The Presidential, National Assembly, governorship and state assembly elections were shifted by six weeks from February 14 and 28 to March 28 and April 11, 2015 respectively by the Independent National Electoral Commission (INEC), citing security concerns.

Speaking at a one-day Nigeria Air Cargo Summit organised by NAHCo in Lagos, he said the postponement has occasioned loss of confidence in existing and new investments that have found their way to other countries.

Business environment in Nigeria, he said, has become more challenging in the face of the high costs of doing business as well the impact of the Naira devaluation.

“Election postponement impact on the economy is analysed to be worth over $2 billion as cost and investor loss of confidence for existing and new Foreign Direct Investment (FDI) that may have found its destination to other countries,” Bielderman said.

Continuing, he said “2015 is a crucial year because of elections and its associate intrigues. It is therefore no surprise that our economy has been badly hit and worsened by the election postponement.

“There have been travel bans from many European countries and this has negatively impacted the aviation sector. Nigeria’s foreign reserves are significantly depleted and our national account is in deficit,” he lamented.

He listed the negative factors affecting the aviation sector currently as Naira depreciation, high exchange rate, high interest rates, unreasonable domestic air tickets, elections and associate violence, political economy, static aviation fuel price, high airport taxes, charges, ground rents and concession fees.

He lamented that the crash in oil price and consequent impact on the nation’s revenue earnings and the drop in exchange rate from N155/$ to N210/$ within a six months period at the interbank.

This, he added, is compounded by decision of the Central Bank of Nigeria (CBN) to finally close the Retail Dutch Auction System (rDAS), which is a sign that all is not well with the economy.

The NAHCo MD stressed that the devaluation of Naira is capable of spiraling inflation, unless the Federal Government puts measures in place to reduce the high cost of prices of goods in the country.

“Implicitly, Naira has been devalued to between 30 to 40 per cent and this will necessarily cause inflation if government does not put in place deliberate measures to mitigate an upsurge in price across industry.

“We expect inflation to rise up to 10 per cent or more soon. Furthermore, the cost of fund have also significantly risen with bank interest rates now up to about 26 per cent,” Bielderman added.
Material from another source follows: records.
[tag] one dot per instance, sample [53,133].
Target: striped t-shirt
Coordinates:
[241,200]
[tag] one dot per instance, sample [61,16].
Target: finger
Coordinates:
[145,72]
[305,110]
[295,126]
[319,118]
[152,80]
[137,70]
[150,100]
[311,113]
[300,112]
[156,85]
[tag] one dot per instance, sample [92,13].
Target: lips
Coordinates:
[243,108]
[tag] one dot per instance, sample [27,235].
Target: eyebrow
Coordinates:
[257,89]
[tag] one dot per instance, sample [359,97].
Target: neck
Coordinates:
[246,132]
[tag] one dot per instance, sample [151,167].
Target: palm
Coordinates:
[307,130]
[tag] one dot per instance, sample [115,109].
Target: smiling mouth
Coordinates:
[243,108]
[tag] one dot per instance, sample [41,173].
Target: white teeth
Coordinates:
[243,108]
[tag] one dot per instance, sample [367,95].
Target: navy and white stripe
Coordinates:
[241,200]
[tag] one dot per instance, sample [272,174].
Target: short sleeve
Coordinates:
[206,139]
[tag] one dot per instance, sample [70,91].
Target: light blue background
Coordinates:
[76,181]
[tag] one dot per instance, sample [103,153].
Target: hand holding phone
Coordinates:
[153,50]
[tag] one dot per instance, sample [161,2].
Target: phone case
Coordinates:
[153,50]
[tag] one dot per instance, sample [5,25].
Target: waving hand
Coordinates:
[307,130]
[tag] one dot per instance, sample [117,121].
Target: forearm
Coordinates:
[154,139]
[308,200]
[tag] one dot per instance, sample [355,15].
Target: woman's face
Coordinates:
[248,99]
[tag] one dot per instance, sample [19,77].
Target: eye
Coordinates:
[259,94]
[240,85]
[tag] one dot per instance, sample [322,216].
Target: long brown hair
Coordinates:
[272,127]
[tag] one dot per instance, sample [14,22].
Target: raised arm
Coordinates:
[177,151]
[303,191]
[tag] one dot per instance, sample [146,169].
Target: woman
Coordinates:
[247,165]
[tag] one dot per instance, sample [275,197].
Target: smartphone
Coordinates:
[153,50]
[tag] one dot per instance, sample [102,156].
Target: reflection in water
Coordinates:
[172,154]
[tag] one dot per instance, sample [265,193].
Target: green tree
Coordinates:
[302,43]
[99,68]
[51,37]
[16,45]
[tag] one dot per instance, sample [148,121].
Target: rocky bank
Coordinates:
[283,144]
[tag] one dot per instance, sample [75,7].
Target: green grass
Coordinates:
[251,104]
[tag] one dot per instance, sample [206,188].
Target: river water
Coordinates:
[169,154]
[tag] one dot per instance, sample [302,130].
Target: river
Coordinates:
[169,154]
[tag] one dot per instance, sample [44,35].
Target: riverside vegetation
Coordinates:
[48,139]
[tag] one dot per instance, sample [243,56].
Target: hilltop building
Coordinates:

This, he said, will lead to massive job losses in the private sector and that in the aviation sector, the domestic airlines would be worst hit because of current ticket prices are not responsive to current realities.

“This is due to unhealthy price wars and pursuit of market dominance at the domestic side of airline business. Domestic air tickets are still significantly low despite increase in airport charges and taxes.

“These domestic carriers still maintain their aircraft in dollars and aviation fuel has not significantly been reduced, if at all,” he stressed.

Meanwhile, Nigeria’s foreign reserves continued its steady decline, shedding $2.8 billion or 8 per cent in February, closing at $31.461 billion, according to data available on the CBN website on Monday.

At the end of January, the nation’s foreign reserves level stood at $34.28 billion, representing average daily fall of $140 during the period.

On February 19, 2015, the reserves had whittled down by $1.6 billion during the first two weeks of the month, falling to $33.181 billion on February 12.

The unrestrained downward movement of the country’s reserves has remained a major cause for concern in recent times.

The CBN Governor, Godwin Emefiele, said the bank had spent a huge chunk of the external reserves in defending the Naira from falling, adding that the best thing to do was to devalue it.

According to him, “the CBN took the decision that it would be sub-optimal to continue to heavily deplete the country’s reserves in defending the naira. This decision was appropriate because neither the Central Bank nor the Federal Government is in control of the major factors causing the depreciation of the nation’s currency.”